I don’t have anything special to say this morning, and I don’t like blogs where Every Post Is A Learning Opportunity, so I’m just going to write for a while and then I will stop. If you learn something, that is your problem.
I’m sitting on the couch in Nicole’s Kingston apartment, waiting for her to rouse herself after a late night. One of the side effects of our age difference is that she can sleep late in the way that only younger people can while I am usually up by 8. That’s life. We went to a Halloween party last night dressed as Spike and Drucilla from Buffy, complete with a blonde dye job for me. My hair is extremely yellow right now, I am not sure if I should cut it all off (as I usually would after dyeing it) or not. The party was fun, in a lovely home belonging to one of N’s fellow grad students. I enjoyed meeting and chatting with her classmates while discreetly devouring many cake balls.
I would rather have my eyes gouged out than go to see a new movie called Anonymous, which purports to explain how Shakespeare did not write his plays. This idea is idiotic and repugnant on many levels; this fellow explains it far better than I. I am particularly disappointed that one of my favourite critics, Roger Ebert, has given it 3 1/2 stars, apparently claiming that whatever one may feel about the material, it is a well made film with an “ingenious” script. It’s a shame that a man who has won Pulitzer prizes for film criticism should dignify this material with such an apology. If I were to make a film that denies the Holocaust, with a really ingenious script, I guess I can expect his support. After all, what does the truth matter when there are movie tickets to sell and column inches to fill?
On the other hand, I did just finish a fine young adult novel by Philip Pullman, author of His Dark Materials and the Sally Lockhart trilogy. Unlike many of his novels, The Broken Bridge is not an explicit adaptation of a fairy tale; though it does have some voodoo. The novel is about a mixed race teenaged girl who lives in Wales with her white father. She soon discovers that she has a half-brother and starts to investigate the other loose threads of her family history, especially the fate of her mother, a painter from Haiti. Like all of the best YA fiction, The Broken Bridge combines coming of age lessons with a discussion of the problems that stick with us well into adulthood.
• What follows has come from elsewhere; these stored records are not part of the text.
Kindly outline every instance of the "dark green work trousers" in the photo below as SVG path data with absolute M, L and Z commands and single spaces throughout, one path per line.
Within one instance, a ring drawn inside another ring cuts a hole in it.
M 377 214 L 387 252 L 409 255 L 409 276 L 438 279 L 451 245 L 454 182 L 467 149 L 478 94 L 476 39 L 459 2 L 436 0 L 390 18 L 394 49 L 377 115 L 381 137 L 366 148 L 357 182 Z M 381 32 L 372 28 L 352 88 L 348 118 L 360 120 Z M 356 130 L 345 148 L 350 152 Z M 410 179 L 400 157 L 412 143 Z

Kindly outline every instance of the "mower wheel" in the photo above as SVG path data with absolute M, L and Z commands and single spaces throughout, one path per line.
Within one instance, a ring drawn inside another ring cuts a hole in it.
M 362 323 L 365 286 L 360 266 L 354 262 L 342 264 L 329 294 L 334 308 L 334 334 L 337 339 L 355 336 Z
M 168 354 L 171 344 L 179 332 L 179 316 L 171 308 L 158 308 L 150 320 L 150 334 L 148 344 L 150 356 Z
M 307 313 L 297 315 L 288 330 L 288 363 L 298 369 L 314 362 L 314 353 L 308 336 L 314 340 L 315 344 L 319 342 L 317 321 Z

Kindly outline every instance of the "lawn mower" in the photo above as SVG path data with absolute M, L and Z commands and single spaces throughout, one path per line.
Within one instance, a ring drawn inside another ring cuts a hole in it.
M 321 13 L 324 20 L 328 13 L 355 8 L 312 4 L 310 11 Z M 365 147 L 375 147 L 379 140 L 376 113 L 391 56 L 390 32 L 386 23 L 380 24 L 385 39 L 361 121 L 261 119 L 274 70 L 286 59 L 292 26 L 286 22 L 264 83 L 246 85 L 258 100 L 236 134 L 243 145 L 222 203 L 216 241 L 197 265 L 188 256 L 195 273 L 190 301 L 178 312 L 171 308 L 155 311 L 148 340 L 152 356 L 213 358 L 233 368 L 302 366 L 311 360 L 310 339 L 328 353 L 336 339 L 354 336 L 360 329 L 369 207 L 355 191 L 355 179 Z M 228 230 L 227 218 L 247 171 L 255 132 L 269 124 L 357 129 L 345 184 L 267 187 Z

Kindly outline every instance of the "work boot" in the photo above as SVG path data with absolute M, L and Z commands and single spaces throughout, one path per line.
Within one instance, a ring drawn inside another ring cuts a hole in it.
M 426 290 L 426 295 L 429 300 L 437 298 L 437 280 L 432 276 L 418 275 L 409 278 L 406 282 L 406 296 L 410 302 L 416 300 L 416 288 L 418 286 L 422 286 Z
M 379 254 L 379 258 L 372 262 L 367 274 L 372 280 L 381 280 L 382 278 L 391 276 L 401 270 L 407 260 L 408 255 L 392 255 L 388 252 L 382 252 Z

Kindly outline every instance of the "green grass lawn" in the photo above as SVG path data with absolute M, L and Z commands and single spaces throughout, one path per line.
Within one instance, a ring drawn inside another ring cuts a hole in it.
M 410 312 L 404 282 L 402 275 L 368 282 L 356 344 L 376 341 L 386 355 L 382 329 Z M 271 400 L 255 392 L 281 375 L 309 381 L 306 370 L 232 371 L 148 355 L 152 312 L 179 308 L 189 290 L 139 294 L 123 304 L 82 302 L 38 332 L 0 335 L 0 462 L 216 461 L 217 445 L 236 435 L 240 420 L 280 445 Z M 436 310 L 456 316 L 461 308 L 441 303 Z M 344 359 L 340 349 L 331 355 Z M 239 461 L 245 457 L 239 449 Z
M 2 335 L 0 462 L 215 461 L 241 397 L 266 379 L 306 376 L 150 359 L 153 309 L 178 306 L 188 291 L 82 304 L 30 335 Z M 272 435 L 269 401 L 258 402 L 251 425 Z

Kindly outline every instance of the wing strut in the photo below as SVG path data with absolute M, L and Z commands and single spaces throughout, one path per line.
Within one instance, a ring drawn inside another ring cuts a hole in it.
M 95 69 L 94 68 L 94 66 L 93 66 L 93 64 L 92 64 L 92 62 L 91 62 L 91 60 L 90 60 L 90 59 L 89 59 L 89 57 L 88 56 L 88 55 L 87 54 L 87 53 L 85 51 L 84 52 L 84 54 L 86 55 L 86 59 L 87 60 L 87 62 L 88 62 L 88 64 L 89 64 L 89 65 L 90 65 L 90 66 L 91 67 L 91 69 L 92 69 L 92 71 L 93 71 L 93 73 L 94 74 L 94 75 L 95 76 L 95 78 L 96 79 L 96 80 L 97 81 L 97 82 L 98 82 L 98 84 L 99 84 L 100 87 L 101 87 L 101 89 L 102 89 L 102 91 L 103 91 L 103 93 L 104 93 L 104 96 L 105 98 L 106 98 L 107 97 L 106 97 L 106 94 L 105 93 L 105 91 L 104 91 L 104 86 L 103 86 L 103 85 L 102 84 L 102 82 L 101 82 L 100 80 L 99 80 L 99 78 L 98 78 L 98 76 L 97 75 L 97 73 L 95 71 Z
Age has been on my mind lately, for a number of reasons, some private and relatively unique to me and others that I’m sure are pretty common for anyone at this time of life. The Middle Ages. :) I get teased sometimes by “friends” for being older. I try not to let it bother me, but sometimes it does. I am not really afraid of getting older, I think I can truthfully say that I am happier on the average day now than I have ever been. My age is only part of that; most of the positive facets of my current situation (Nicole, Jack, my job) could have come along at other times. I suppose one of the advantages of being older is having the wisdom (for lack of a better word) to know a good thing when you see it, to hang on to it and appreciate it. Like life itself, I suppose.
Enough of that, I don’t want to get maudlin on this cool autumn morning. A stunning young woman is sleeping it off in the next room. A contented cat dozes beside me on the couch, and I’m sure her sister holds a similar vigil over Nicole. A week from now I will be on the train again, missing my fiancee but excited to see Jack again. I will continue to fill my hours with the work I choose to do, to make the money that allows me to live this life; and the work I want or even need to do, be it writing, drawing, meditating, or whatever else I choose to help me understand my little corner of the world. Plus the occasional indulgence: a salted caramel hot chocolate from Starbuck’s, an expensive art or design magazine, an evening of gaming.
It sounds so simple as I write it. Of course it isn’t; I suffer from irrational fears and cravings and worries as much as the next person, and as a Buddhist I try to be aware of those things and keep them in their place. Maybe I feel good about life lately because I succeed at keeping that perspective more often than I used to. When I think about myself in the past, how I carried that chip on my shoulder and felt so angry so often… I don’t miss that guy.
I think that’s enough for today. To the guy who just drove by blasting Foreigner’s “I Want To Know What Love Is”, I can’t say that I agree with your choices but I respect your courage.